In recent years, more and more news reports are recommending that freshers going to university ditch their partners before they even leave home, encouraged to not delay the heartache of an inevitable breakup. The most recent being UCAS suggesting that people “leave their high school boyfriends/girlfriends behind” in order to gain the real uni “experience”- this experience being getting pissed and getting into bed with strangers from clubs.

I almost wish I had taken that advice and made sure that when I moved away from home I left that part of my life behind. It was quite brutal the way in which myself and my ex split, I had been living in halls for a total of 36 hours (specific, I know) when I decided that I didn’t need my boyfriend of eight months anymore. I fell in love with the idea of being young, single and free…so naturally, like every teenager, I went looking for excitement in some questionable places (like Bamboo’s R&B room).

At university there is a lot of maturing and “living” to be done, but having a boyfriend/girlfriend back home might be keeping you tied down from these new experiences. Distance away also brings unwelcomed feelings of jealousy, the fear of being left behind and infidelity.

I thankfully never experienced such feelings so I decided to ask people I knew had managed the seemingly impossible. My friend Kim Telfer, 21, who has just finished her nursing degree at UWS has been with her girlfriend before and after the ‘uni’ experience. She didn’t deny that due to the workload and the multiple of placements she had that it did put a strain, at times, on their relationship, but they have managed to come out at the end stronger and more in love than ever. Beautiful right?

If you’re like me and just couldn’t make it work and needed time to “find yourself” then uni is the best place to be doing so.

I met my boyfriend in my first year during fresher’s week due to living in quite close proximity to each other, we were in the same friend group, had the same classes and all my friends say it was “meant to be”. That might be so, but there is no denying that a new relationship and all the stresses of 3rd year, and now 4th, hasn’t been a complete walk in the park. Being in similar classes kicked off a rivalry that I didn’t expect, especially when he was doing better than me in assignments he had started and finished the night before they were due(!). Also, realising that there will be some weeks where you can’t even spend a few hours together due to uni/work/family commitments, disclaimer- all the arguing in the world can’t do anything to change that.

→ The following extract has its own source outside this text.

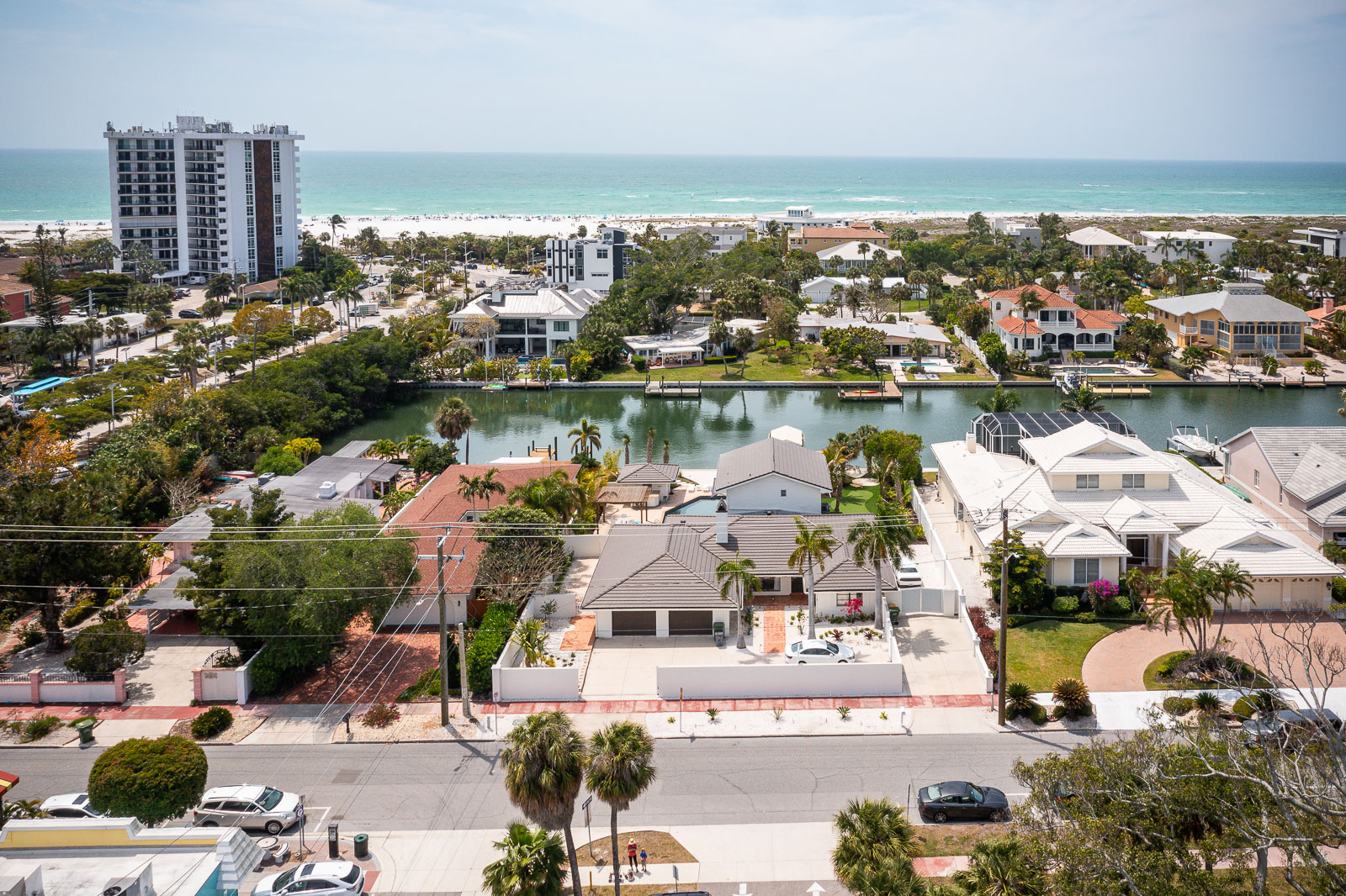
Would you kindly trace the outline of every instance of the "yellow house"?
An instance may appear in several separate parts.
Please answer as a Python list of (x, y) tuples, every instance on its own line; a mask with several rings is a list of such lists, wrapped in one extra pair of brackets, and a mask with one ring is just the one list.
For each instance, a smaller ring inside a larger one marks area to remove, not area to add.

If anything the fact that we don’t always have time for each other has been beneficial, there’s nothing worse than completely depending on one person’s company, it’s detrimental to not only your own mental health but it can be draining on a relationship and the person you are with. Prioritising uni over your relationship is 100% okay, you should never feel guilty for putting your future first and if your partner doesn’t understand that then there needs to be serious conversations.

Unlike any other relationship however, I’ve found my mental health has somewhat improved, I’ve been able to talk more openly about my worries surrounding coursework, friendships, etc. with someone who is also experiencing similar issues and concerns about university. Before I found myself bottling up a lot of my concerns leading to quite severe anxiety which stopped me from doing my best academically. Having the reassurance that I’m not the only one has been really beneficial and I have my relationship to thank for that.

It is possible to have the best uni experience, a relationship and maintain your sanity. But, I won’t sugar coat it, it is difficult, you just have to do what’s best for you. Just remember, you don’t need a relationship to be happy, you can find your own happiness, being alone doesn’t mean being lonely.